3 Settembre 2023/ Anno A
Ger 20,7-9; Sal 62; Rm 12,1-2; Mt 16,21-27
L’accesso all’identità di Gesù non è mai un fatto immediato per il discepolo: esso richiede del tempo e suppone una storia dentro la quale il progressivo svelarsi del Maestro si incontra – provocandola ad andare sempre più al di là di sé e delle sue acquisizioni – con la disponibilità ad accogliere il vero volto del Signore.
Al discepolo, infatti, non può bastare sapere “chi” sia Gesù: stando a Mt 16,16, Pietro ha riconosciuto – per una rivelazione del Padre che lo raggiunge nel suo “stare con Gesù” – che Gesù è il Messia («Tu sei il Cristo, il Figlio del Dio vivente»), ma quando Gesù entra in quel primo movimento di ascolto e di apertura, fidandosi della disponibilità dei suoi ad aprirsi a una rivelazione dall’alto e consentendo loro di intravvedere qualcosa del suo modo di essere Messia («Da allora Gesù cominciò a spiegare ai suoi discepoli…»), lo stesso Pietro mostra di non riuscire a cogliere realmente “che” Messia è Gesù!
Il motivo di questa incapacità sembra risiedere nelle parole che Gesù consegna loro e che, come una spada a doppio taglio, svelano qualcosa di Gesù, ma manifestano al tempo stesso anche qualcosa del cuore dei suoi discepoli.
Gesù chiede ai suoi di accogliere la disponibilità all’offerta radicale ed estrema della propria vita con la quale egli stesso ha dovuto fare i conti («Se qualcuno vuole venire dietro a me, rinneghi se stesso, prenda la sua croce e mi segua»). La croce non è stata per Gesù il destino al quale piegarsi per corrispondere a un arcano disegno del Padre o a un inarrestabile complotto degli uomini; la croce non ha rappresentato per lui neppure un “semplice” fatto – l’ultimo – della sua vita terrena, da assumere nella consapevolezza che esso sarebbe stato solo un “passaggio”.
La croce è stata per Gesù anzitutto uno stile di amore e di relazione, preparato e vissuto lungo il corso di tutta la sua vicenda terrena: Gesù non ha amato né desiderato il sacrificio, ma ha saputo riconoscere nel dono di sé una via per amare l’altro, donando non qualcosa di sé, ma se stesso.

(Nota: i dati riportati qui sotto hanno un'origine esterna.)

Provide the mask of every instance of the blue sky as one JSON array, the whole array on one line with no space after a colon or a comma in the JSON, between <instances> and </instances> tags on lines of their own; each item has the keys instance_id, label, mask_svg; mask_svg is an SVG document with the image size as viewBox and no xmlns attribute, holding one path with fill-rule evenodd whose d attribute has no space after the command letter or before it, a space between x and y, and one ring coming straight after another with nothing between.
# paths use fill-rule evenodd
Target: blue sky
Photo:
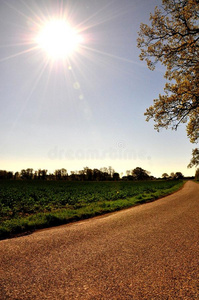
<instances>
[{"instance_id":1,"label":"blue sky","mask_svg":"<svg viewBox=\"0 0 199 300\"><path fill-rule=\"evenodd\" d=\"M142 167L154 176L187 169L186 128L153 129L144 112L163 93L164 68L139 60L137 32L160 0L0 2L0 169L68 172ZM34 35L65 16L84 42L65 60L35 48Z\"/></svg>"}]
</instances>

Questo è quanto egli rivela di sé ai discepoli e questo è quanto suscita in essi una reazione che ha il sapore della chiusura, più che quello della non comprensione: è forse questo ciò che le parole di Pietro vogliono intendere («Dio non voglia, Signore; questo non ti accadrà mai»). Il problema, in fin dei conti, non è solo sapere, ma è prima di tutto accettare e percorrere la via tracciata dal Maestro.
I discepoli stessi – prima ancora degli anziani, dei sommi sacerdoti e degli scribi – hanno resistito energicamente allo stile di Gesù, consapevoli e timorosi delle conseguenze che quello stile avrebbe comportato: il prendere la propria croce, l’assumersi personalmente uno stile di dono senza riserve e senza sconti.
La posizione chiesta al discepolo (lo stare “dietro a Gesù”) è allora la posizione di chi è disposto a percorrere la sua stessa via, nella quale e attraverso la quale realizzare la paradossale coincidenza del perdere la vita e del trovarla.
Il perdere cui Gesù si riferisce significa esattamente la disponibilità a non intendere e vivere la propria esistenza nell’attaccamento a sé, alle proprie cose, alle proprie sicurezze: quello che Gesù propone non è, dunque, il disprezzo della propria vita, ma l’allargamento dei suoi orizzonti, perché in essa trovi piena accoglienza il dono di sé fino all’estremo.
L’offerta della vita – significata dal prendere la croce e dal perdere la vita – non è contro la vita, dunque: essa è, invece, la espressione estrema di una vita che si concepisce come non altro dall’amore. Vivere è amare e amare è vivere, anche quando l’amore chiede di attraversare la valle oscura della morte.